Говорил ректор негромко, по-дикторски чётко, сцепив руки, глядя не в глаза, а в переносицу собеседника, напоминая монолит, поэтому иногда казался звучащим камнем. Как человек новый, объяснял Марк Григорьевич, он продолжает подробно знакомиться с каждым сотрудником вуза. И ему приятно поговорить сегодня с человеком, известным своим творческим подходом, замечательными выпускниками и успевшим прославиться самодеятельным театром. Но кроме законной гордости (Такой специалист у нас работает!) должны же быть и вопросы.
– Не правда ли? Иначе как совершенствоваться?! Так вот по поводу этой статьи и нескольких других…
Марк Григорьевич приподнял газету с красными пометками, под ней оказались сцепленные скрепкой вырезки летних статей самого Бессонова; первой мелькнула публикация под заголовком «Где вы, гуси-лебеди?». Да, он, Бессонов, последнее время озабочен и проблемами экологии, всё лето звонил в кишинёвские редакции, рассылал статьи, но, подумал он, зачем сейчас об этом?.. Хотя, впрочем, усмехнулся про себя Бессонов, если уж знакомиться, то – всесторонне.
– И ещё несколько предварительных слов: как я понял, кафедра французского у нас одна из сильнейших – отличные специалисты, ритмичная работа. С этой стороны замечаний нет. Однако преподаватель, как известно, обязан вести и воспитательную, а если быть точным – идеологическую работу. И тут у вас, и не только на мой взгляд, – он, расцепив руки, придвинул к себе газету с подчёркиваниями, – есть ошибочные моменты.
Таким же ровным, почти монотонным голосом ректор процитировал те места в статье, где говорилось о «легкомысленном зубоскальстве студенческих интермедий, бросающих тень на наши идеалы». Затем, заглянув в экологические статьи самого Бессонова, снова сцепил на столе мускулистые руки.
– Вы, как активный член Бельцкого охотобщества, выступаете против осушения болот в приднестровских плавнях. Но учёные утверждают, что принятая партией и правительством программа такого осушения не нанесёт вреда природе. Будет только польза. И получается: известный преподаватель нашего пединститута выступает против политики нашей партии.

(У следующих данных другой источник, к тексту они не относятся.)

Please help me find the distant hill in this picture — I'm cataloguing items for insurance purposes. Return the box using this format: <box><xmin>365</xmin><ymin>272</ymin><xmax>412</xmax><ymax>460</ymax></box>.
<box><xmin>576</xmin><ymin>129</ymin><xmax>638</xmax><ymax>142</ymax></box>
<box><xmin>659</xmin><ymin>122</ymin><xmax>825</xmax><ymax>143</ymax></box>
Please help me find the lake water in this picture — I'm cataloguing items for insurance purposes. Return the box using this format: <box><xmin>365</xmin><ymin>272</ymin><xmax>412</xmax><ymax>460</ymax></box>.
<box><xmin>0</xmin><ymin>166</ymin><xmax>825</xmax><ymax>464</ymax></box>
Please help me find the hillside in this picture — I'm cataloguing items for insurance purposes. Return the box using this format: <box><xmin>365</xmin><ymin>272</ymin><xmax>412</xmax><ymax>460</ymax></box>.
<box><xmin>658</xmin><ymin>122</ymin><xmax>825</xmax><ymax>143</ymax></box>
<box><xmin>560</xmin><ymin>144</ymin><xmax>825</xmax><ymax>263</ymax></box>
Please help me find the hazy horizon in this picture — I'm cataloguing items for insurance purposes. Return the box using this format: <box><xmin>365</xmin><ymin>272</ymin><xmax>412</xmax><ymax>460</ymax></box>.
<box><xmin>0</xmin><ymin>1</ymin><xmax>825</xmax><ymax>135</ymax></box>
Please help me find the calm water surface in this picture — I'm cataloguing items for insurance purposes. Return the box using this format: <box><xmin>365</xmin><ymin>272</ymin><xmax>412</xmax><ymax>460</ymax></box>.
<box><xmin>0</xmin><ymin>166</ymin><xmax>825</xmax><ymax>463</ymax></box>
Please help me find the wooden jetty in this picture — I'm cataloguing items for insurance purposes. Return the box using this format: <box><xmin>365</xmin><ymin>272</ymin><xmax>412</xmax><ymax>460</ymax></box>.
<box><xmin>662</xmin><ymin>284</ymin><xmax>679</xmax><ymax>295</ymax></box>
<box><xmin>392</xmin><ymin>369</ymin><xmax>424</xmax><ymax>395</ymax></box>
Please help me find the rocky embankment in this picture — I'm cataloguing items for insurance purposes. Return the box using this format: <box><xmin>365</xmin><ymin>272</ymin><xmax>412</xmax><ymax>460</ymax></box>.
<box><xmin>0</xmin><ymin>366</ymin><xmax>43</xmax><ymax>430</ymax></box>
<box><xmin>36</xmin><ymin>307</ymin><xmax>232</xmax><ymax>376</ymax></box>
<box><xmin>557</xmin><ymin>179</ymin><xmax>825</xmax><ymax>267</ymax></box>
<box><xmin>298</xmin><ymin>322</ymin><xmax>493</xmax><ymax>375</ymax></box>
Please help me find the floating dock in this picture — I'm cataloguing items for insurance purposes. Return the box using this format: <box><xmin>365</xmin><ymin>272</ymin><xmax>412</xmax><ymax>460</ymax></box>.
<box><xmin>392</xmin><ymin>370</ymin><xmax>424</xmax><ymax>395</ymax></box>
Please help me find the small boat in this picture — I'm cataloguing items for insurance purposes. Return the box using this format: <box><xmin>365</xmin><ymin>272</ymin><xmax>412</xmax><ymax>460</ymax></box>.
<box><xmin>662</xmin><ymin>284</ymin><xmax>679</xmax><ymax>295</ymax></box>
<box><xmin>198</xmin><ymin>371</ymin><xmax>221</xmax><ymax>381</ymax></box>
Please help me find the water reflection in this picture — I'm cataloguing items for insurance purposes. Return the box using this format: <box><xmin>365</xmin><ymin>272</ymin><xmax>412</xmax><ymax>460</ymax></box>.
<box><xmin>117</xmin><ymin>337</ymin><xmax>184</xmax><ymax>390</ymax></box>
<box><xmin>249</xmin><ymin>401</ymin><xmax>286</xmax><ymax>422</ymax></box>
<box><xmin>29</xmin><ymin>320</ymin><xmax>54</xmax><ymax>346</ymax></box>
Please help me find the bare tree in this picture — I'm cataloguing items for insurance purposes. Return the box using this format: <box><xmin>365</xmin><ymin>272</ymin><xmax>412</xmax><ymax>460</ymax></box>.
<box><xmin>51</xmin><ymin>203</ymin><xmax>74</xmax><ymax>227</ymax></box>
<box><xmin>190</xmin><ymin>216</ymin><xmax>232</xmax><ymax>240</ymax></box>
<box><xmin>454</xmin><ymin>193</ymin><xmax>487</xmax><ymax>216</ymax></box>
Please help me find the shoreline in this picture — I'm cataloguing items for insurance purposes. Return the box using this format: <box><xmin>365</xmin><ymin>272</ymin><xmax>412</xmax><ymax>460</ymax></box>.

– Но я вместе со своими друзьями-охотниками предметно изучил этот вопрос, своими глазами видел, как калечат нашу природу. В конце концов, это моя личная точка зрения.
– Как идеологический работник вы должны отстаивать позицию партии.
– Я доцент кафедры французского языка, а не идеологический работник.
– Одно другого не исключает.
– Если в вашем случае это так, то я вам сочувствую. Ибо это близко к шизофреническому раздвоению личности.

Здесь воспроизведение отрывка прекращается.